The scale of Ukraine’s typical contribution to the global market means that the blockade has raised the specter of severe famines in various countries. A prominent Russian state media personality suggested this week that such food shortages would benefit Russia as the war unfolds.
“All our hope is in the famine,” RT editor-in-chief Margarita Simonyan said during the St Petersburg International Economic Forum, attributing the statement to unnamed Russian citizens. “Here is what it means . . . It means that the famine will start now and they will lift the sanctions and be friends with us, because they will realize it’s necessary.”
That looming crisis has touched off a geopolitical blame-game between Russia and the U.S. alliance network, as the developing countries most threatened by a prospective famine could put pressure on either Ukraine or Russia at the United Nations General Assembly, depending on whom they regard as the cause of the food shortages.
“The reality is that Russia’s attacks on Ukraine’s ports, warehouses, and transportation networks as well as Russian warships’ harassment of shipping lanes in the Sea of Azov and the Black Sea have shut down Ukraine’s exports, including exports of food,” State Department assistant secretary Ramin Toloui said Wednesday during a teleconference briefing with an international assortment of journalists. “Because of Russia’s aggression, this season’s corn harvest in Ukraine is down by half from last year, and Ukrainian farmers are impaired in their ability to sow winter wheat.”
Toloui touted Fowler’s arrival at the State Department as a boost to International efforts to “plan for more resilient food systems.” Fowler, who helped found the Global Seed Bank, emphasized that “short term in this situation equals three years,” even with canny policy responses.
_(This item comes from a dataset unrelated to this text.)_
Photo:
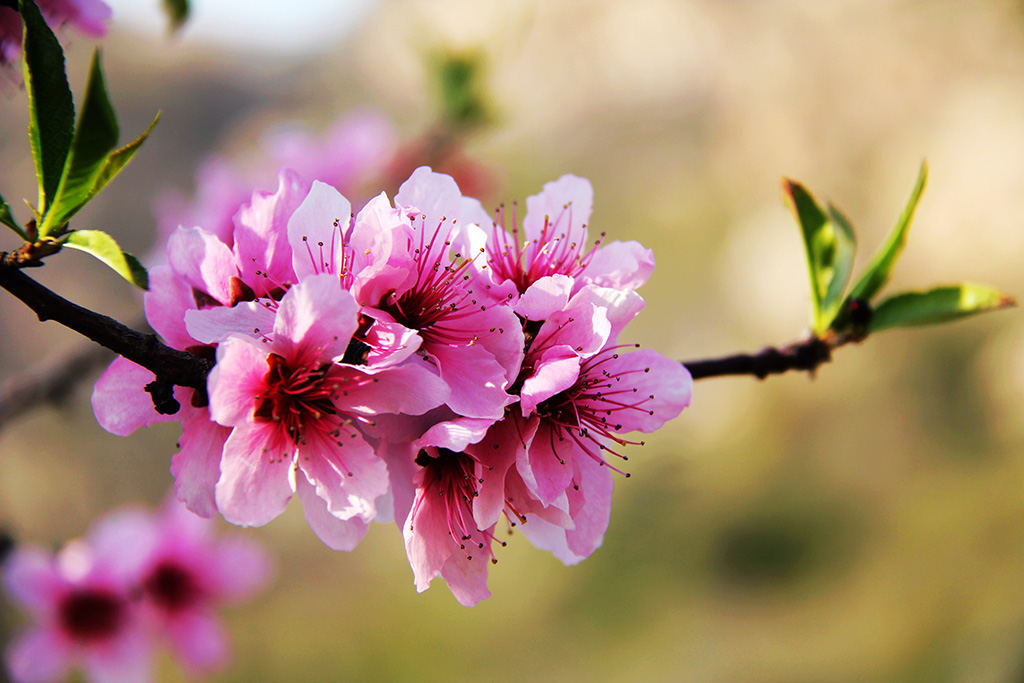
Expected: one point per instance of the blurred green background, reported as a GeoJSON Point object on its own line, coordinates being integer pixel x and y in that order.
{"type": "Point", "coordinates": [866, 525]}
“At least in the food space, we’re dealing with a number of issues that are having an impact on inflation, that are not issues that can be easily solved snap of a finger,” he said. “When dealing with climate change. We’re dealing with COVID and supply chain problems and we’re dealing with conflict. And we also have historically low grain stockpiles, and we’re in the high point of a cycle for fertilizer prices. So, if you really wanted to have a huge impact impact on food prices, you’d probably have to be dealing with all of those. And unfortunately, that’s rather difficult and can’t be done overnight.”